Peter, it is not appreciated when you give advice that contradicts and undermines the advice I have given, which as I say, is based on real applications involved with life saving and mission critical systems in harsh marine environments.
Nobody doubts that servo control will solve the problem, but there are aspects of servo control that make it somewhat tricky to purchase, set up and maintain.
I was giving balanced advice, please don't come in a late stage and dismiss or undermine my advice. As I said...it is not appreciated.
Adrian
RE: Complex Hydraulic Synchronising Problem
Attribute it to what motorcycle racers call "brain fade".

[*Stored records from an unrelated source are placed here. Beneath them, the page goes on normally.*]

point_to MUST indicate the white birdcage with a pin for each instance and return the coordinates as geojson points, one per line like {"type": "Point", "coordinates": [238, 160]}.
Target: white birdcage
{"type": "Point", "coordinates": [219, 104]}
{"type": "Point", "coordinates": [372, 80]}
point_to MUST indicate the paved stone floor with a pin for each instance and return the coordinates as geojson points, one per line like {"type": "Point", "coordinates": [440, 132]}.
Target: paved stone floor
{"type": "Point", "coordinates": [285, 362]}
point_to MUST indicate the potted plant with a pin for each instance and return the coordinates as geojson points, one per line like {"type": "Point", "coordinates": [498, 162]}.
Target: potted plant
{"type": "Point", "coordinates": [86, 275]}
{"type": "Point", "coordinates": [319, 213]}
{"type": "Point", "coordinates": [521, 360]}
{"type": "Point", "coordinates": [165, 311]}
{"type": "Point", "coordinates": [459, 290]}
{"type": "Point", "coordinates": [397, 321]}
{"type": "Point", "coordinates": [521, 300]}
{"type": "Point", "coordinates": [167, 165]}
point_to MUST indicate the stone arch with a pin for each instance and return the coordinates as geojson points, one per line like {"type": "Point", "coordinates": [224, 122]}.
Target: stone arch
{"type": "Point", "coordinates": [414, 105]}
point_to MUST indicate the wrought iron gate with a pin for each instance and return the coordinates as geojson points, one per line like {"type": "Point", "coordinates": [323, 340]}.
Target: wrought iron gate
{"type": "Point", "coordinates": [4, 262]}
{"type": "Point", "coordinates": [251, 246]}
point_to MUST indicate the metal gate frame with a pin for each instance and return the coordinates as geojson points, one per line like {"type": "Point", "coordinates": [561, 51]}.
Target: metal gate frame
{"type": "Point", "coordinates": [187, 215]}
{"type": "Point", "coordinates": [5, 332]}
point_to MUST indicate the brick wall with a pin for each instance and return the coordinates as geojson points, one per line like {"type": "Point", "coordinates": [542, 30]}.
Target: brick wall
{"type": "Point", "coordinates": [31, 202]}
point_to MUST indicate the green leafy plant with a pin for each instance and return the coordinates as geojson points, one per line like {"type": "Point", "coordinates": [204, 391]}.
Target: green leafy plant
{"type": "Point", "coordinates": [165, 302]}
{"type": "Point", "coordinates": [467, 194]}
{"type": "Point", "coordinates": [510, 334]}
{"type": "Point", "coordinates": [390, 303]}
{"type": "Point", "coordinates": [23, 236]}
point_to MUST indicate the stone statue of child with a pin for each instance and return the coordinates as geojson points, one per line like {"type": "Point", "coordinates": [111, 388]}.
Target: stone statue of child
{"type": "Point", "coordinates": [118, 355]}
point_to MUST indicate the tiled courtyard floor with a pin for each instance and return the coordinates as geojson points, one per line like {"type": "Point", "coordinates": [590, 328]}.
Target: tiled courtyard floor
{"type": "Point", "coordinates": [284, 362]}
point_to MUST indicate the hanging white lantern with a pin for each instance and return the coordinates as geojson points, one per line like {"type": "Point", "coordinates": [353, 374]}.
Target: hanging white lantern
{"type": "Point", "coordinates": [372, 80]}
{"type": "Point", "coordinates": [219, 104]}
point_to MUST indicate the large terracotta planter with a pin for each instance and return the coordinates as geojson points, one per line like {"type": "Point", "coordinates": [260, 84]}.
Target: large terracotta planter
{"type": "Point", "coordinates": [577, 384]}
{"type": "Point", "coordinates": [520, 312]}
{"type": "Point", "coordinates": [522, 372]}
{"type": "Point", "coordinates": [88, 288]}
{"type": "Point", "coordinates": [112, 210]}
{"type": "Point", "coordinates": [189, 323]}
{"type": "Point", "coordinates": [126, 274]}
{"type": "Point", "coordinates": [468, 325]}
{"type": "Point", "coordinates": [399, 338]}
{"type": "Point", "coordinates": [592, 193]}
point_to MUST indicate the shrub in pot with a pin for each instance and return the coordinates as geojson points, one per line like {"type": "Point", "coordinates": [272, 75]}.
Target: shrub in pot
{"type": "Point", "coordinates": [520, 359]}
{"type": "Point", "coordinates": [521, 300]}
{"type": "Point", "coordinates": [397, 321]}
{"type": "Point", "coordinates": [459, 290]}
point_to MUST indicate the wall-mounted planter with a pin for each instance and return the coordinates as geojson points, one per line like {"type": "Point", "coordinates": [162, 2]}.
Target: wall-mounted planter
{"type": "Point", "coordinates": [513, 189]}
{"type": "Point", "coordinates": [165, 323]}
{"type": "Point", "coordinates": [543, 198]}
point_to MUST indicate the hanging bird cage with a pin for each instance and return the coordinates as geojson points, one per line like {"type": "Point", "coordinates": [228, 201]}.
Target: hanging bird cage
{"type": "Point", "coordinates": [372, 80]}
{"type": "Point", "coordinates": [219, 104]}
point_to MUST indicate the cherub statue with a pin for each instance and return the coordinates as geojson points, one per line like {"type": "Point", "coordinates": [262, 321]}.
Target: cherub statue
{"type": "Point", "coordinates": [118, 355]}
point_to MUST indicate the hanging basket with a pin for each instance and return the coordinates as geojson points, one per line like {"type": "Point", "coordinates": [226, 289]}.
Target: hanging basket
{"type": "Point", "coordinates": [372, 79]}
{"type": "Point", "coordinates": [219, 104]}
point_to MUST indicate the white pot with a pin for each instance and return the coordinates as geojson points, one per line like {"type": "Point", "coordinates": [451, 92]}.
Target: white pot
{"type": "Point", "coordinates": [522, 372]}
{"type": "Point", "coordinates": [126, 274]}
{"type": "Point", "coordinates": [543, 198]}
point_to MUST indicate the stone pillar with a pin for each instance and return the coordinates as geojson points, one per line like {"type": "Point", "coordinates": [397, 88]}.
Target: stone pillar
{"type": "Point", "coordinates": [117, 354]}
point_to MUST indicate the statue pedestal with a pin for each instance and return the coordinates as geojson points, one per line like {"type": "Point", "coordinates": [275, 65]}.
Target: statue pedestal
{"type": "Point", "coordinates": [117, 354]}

... and everybody have a cup of tea. Please.
Mike Halloran
Pembroke Pines, FL, USA
RE: Complex Hydraulic Synchronising Problem
What is the point of an open forum where anyone can contribute if only one person is allowed to express their opinion? This is an engineering advice forum, not your own personal consultation.
Whilst I agree with you on this, it really isn't fare to dismiss other peoples opinions because they differ from yours. If you really want to, just rationally explain the pros and cons of both ideas. Multiple ideas for solving a problem is always better than one.
RE: Complex Hydraulic Synchronising Problem
My opening comment was to state that, from experience of both options and from the info given...a flow divider gives the most cost effective solution to the apparent problem. It was a piece of balanced advice. My objection to Peter's approach was that it came late on is the conversation that was, as I see it reaching a conclusion. The original post had indicated that a servo control solution was not preferred. There seemed little point advocating servo control, let alone being so dismissive of my comments.
All are free to add their own opinion and advice, but, as is often the case, people weigh in with unhelpful and misguided advice simply because they did not read the thread fully.
I always read each thread thoroughly to make decision on whether I can make an alternative point or support someone else's advice. I would expect other professional engineers to do the same.
People need to read what is there before contributing!!!
I'm off for a cup of tea...
RE: Complex Hydraulic Synchronising Problem
... PROVIDED that the associated bearings are long enough to not lock up.
Predicting whether that will happen is a sophomore kinematics problem.
... that we lack data to solve, but given the stated envelope,
I'm guessing that binding is possible to some extent.
So flow dividers make sense. I'd suggest that they be sized to spin relatively fast, so internal leakage won't affect their performance so much.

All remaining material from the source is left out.